Your Dominant Thinking Style: Exploring

You thrive on the unknown and unpredictable. Novelty is your middle name.
You are a challenger. You tend to challenge common assumptions and beliefs.

An expert inventor and problem solver, you approach everything from new angles.
You show people how to question their models of the world.


----------



## Judy (Dec 12, 2005)

***If You Were Born in 2893...***

Your Name Would Be: Laif Raak

And You Would Be: A Robot Hunter

If You Were Born in 2893
http://www.blogthings.com/ifyouwerebornin2893quiz/


----------



## OldFortKennels (Mar 10, 2006)

I did the one to see what career I should be in and it said Id make a good Firefighter. Ironic, been doing that for 7 years now


----------



## OUTLAW (Nov 3, 2006)

I just visited this site earlier friday afternoon. It claimed I'd make a great teacher or police detective. My pop is a teacher and I'd never apply for either job/position. Another blog claimed my perfect summer ride is a mini cooper. My Last 2 cars were a trans am and a camaro z28. Seems like Cleo got a new job! Far as im concerned blogthings is garbage! Straight  !


----------



## pantera2006 (Feb 25, 2006)

LMAO!!! Oh it is... But its funny  hahahahaha....


----------



## MY MIKADO (Apr 7, 2006)

I love blogthings I spent a day doing them. I'm a winter person yep! My sign is water yep I'm 16% evil yep I'm a nice girl. I'm a soft rock easy listening yepppers. I'm not pyscotic(sp?) I'm not depessed man I had fun. Oh yeah it said I was good in sales THAT IS WHAT I DO how crazy is that!!!!


----------



## smokey_joe (Oct 14, 2005)

*Your 1996 Theme Song Is: California Love by Tupac and Dre*










Let me serenade the streets of L.A.
From Oakland to Sacktown
The Bay Area and back down
Cali is where they put they mack down
Give me love!

*What's Your 1996 Theme Song?*

http://www.blogthings.com/whatsyour1996themesongquiz/

*What Your Underwear Says About You*










You tend to throw out your underwear after a few months. It gets used and abused!
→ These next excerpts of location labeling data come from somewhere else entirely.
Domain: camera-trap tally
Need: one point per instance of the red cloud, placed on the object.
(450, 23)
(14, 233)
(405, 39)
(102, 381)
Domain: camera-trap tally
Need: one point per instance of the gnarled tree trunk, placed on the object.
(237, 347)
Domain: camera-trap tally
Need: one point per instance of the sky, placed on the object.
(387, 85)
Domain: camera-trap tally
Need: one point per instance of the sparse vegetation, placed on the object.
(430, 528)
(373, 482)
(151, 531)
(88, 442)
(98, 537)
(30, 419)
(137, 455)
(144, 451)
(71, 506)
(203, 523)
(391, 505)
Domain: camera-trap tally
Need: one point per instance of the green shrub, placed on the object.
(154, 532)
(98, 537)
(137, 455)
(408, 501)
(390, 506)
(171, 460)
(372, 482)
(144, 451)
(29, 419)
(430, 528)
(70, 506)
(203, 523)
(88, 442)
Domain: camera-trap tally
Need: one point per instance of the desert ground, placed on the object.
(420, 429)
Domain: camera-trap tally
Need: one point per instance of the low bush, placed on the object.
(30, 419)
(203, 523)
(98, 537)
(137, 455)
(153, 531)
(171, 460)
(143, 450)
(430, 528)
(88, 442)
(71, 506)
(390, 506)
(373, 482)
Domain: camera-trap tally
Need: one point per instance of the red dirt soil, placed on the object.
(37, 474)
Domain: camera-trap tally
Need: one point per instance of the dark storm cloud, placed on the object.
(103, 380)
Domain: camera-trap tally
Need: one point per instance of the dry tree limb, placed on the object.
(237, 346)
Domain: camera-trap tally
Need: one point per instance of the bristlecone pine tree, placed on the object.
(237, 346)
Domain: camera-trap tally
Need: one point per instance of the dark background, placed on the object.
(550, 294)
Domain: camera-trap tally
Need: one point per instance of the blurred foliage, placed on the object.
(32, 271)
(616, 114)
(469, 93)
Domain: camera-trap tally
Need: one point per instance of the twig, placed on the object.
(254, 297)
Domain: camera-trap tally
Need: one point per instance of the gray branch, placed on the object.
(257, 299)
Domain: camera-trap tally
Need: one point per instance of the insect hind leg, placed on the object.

You're comfortable in your own skin - and don't care to impress anyone.

*The Underwear Oracle*

http://www.blogthings.com/theunderwearoracle/

*Reeses Peanut Butter Cups*

Very popular, one of you is not enough.

*What Kind of Candy Are You?*

http://www.blogthings.com/whatkindofcandyareyouquiz/

That's my favorite candy!!! (Well, one of many!!!)

*People Envy Your Compassion*

You have a kind heart and an unusual empathy for all living creatures. You tend to absorb others' happiness and pain.
People envy your compassion, and more importantly, the connections it helps you build. And compassionate as you are, you feel for them.

*What Do People Envy About You?*

http://www.blogthings.com/whatdopeopleenvyaboutyouquiz/

*Your Love Style is Pragma*

You believe love is logical - or at least it should be
You've thought a lot about what you want from someone
And to say you have a checklist would be an understatement
You may even have a plan for how you will fall in love
All you've got to do is meet the perfect person!

*What's Your Love Style?*

http://www.blogthings.com/whatsyourlovestylequiz/

Not even close!!!! No way, nuhuh!!!

*You Are 40% Brutally Honest*










Honesty is nice, but only when it's convenient. You rather be nice than honest.
You figure it's important to be honest about the big stuff, but little lies never hurt anyone!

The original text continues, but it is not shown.